Hire people, build a real company so that the quality business you have on your own grows in the example you’re setting.
 
@pastorpontibus Yes I’m currently solo owner and operator. I put a few feelers out and got another two steady Airbnb clients that are wanting to give me more work.

I see what you’re saying and that makes sense. Thanks!
 
@betty129 Hi! I started off on websites like Care.com and next door for residential cleaning. I just responded to every ad looking for a cleaner. I gave them business cards to give out and offered discounts for customers that booked me by their referral. One of those referrals was a STR property management group and that’s how I got into Airbnb. I recently locked down two new BnB clients. For that I googled “STR property managers near me” read their reviews and picked the top to mid rated, then emailed a few a day. If I didn’t hear back within a week, I called. Of the 20 I messaged, 5 responded and 2 booked me. Once I get some help I’ll repeat until I hit my revenue goal.
 
@littlemelittleu2 that’s awesome thanks for your reply!

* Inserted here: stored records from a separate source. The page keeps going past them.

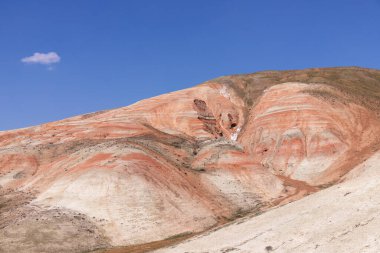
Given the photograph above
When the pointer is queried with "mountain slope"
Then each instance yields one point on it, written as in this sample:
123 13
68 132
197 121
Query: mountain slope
343 218
186 161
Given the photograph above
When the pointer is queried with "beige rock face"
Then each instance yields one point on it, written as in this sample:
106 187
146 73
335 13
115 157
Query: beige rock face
343 218
192 159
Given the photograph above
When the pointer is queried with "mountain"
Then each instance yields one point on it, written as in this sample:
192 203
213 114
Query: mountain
182 163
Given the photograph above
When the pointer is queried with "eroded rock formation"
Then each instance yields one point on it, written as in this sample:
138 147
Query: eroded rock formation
188 160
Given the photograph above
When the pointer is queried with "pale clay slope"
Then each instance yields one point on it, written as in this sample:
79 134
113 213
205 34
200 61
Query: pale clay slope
175 163
342 218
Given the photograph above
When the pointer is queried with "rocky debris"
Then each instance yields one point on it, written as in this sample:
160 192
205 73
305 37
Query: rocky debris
188 160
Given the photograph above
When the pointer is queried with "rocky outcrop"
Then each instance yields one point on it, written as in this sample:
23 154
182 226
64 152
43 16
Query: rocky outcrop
186 161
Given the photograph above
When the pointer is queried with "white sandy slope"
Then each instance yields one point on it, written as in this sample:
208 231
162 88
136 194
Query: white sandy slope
342 218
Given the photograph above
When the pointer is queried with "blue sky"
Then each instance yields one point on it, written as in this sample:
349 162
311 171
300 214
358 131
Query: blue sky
114 53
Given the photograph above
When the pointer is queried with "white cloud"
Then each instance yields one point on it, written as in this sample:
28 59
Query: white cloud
41 58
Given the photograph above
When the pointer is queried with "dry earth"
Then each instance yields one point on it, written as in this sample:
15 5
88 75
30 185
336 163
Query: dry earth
187 161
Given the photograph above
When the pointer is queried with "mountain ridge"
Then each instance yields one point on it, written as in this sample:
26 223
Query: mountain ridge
185 161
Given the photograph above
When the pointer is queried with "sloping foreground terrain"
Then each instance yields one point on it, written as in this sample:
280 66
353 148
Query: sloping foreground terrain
182 163
343 218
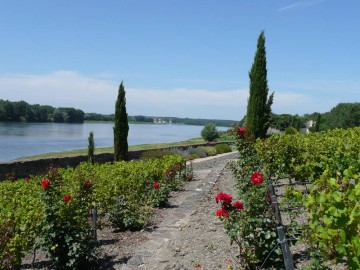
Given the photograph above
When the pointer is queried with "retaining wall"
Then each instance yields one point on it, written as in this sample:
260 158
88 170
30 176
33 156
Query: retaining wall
21 169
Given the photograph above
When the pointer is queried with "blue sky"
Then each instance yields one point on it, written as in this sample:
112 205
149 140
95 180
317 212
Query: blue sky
183 58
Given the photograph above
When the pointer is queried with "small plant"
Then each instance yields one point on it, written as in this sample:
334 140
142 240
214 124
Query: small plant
196 152
157 153
66 234
209 150
128 215
159 195
210 133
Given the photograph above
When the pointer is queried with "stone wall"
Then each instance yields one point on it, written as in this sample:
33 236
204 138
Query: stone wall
23 169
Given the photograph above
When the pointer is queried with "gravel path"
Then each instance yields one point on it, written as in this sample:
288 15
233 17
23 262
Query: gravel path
186 235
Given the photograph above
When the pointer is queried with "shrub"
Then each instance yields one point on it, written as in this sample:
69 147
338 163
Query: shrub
291 131
157 153
196 152
222 148
209 150
128 215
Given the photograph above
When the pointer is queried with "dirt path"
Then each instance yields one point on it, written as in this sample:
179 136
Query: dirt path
190 236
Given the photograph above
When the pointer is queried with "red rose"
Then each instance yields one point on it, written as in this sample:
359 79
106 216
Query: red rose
242 131
257 178
67 198
239 205
88 185
222 213
224 198
45 184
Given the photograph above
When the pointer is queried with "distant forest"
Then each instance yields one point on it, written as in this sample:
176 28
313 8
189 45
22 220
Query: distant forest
21 111
344 115
162 120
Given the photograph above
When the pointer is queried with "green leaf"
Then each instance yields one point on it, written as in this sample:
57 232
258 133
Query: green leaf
342 235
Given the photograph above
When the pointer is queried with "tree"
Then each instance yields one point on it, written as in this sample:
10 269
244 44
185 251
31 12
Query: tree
259 104
121 128
91 148
210 133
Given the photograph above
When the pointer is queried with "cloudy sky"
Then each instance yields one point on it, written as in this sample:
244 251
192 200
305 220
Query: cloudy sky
183 58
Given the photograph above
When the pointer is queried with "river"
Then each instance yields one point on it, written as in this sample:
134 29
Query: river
27 139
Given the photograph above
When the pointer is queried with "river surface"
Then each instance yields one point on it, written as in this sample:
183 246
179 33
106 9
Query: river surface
27 139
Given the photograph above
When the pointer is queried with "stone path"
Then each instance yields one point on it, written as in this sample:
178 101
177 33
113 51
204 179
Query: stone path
190 236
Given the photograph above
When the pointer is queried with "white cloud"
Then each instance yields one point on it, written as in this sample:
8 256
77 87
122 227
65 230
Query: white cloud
301 4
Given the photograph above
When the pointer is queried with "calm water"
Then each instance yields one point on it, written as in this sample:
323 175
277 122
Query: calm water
27 139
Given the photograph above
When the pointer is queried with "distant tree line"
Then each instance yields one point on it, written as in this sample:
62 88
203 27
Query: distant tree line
21 111
150 119
344 115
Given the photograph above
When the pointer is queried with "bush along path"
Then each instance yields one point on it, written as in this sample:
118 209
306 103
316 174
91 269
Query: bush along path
187 234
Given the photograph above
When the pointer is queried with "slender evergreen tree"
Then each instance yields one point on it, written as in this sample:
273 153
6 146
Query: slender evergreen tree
259 104
91 148
121 128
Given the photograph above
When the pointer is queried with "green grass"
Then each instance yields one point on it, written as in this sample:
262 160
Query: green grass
79 152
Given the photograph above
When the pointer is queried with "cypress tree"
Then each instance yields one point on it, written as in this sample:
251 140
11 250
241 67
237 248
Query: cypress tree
259 104
121 128
91 148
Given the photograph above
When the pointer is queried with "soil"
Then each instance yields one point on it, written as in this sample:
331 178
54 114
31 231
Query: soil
186 235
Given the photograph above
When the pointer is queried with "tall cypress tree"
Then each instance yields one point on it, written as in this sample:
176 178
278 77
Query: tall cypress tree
91 148
259 104
121 128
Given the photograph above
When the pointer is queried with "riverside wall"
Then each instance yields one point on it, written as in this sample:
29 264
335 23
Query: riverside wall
21 169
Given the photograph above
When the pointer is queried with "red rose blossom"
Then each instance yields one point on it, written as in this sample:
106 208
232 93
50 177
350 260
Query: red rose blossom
239 205
45 184
222 213
67 198
224 198
257 178
241 131
88 185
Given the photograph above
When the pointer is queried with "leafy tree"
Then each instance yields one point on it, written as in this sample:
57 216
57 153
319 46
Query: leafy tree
121 128
259 104
210 133
91 148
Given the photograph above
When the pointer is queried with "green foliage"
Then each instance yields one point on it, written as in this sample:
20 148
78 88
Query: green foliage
31 216
159 196
121 128
222 148
66 234
209 150
280 121
253 229
291 131
156 153
128 215
209 132
91 148
21 111
331 161
196 152
259 104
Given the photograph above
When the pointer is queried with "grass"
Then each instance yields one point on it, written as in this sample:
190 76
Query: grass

on care.com you just replied saying i offer cleaning services outside of care.com? how many clients were you getting off care.com if you don’t mind me asking. i’m having a lot of trouble acquiring clients. lead flow is so tough
 
@betty129 Yes I just replied to every ad within a 10 mile radius of me. I typed up a quick pitch and sent it. Care was tough. There a lot of tire kickers. I just have sent 50+ pitches and got 3 clients. I had better luck on Nextdoor. It pays to be personal instead of just saying “Call me! xxx-xxx-xxxx” I would message “sending you a dm with rates” and then dm my same sales pitch plus a prelim quote based on their needs. I always said first clean is 10% off and that usually worked. I’ve gotten 10 or so clients from Nextdoor. I personally don’t see value in paying for leads since there’s no guarantee of landing the job and there’s about the same competition. Door to door has also been successful.
 
@littlemelittleu2 great points here. I post regularly on nextdoor but haven’t gotten any calls or bookings. I do google local service ads but I’ve only landed one client out of the 3 calls i’ve gotten. sort out of ideas and playing the waiting game i guess.
 
@betty129 Yeah you just kind of have to be relentless and persistent. I blocked out 20-30 minutes a day to send out messages. That way I don’t kill myself obsessing over it. It’s a game of numbers. Eventually something is going to stick. And once you get a client treat them well and incentivize them to refer you. Word of mouth has been what’s gotten me to this point. Good luck!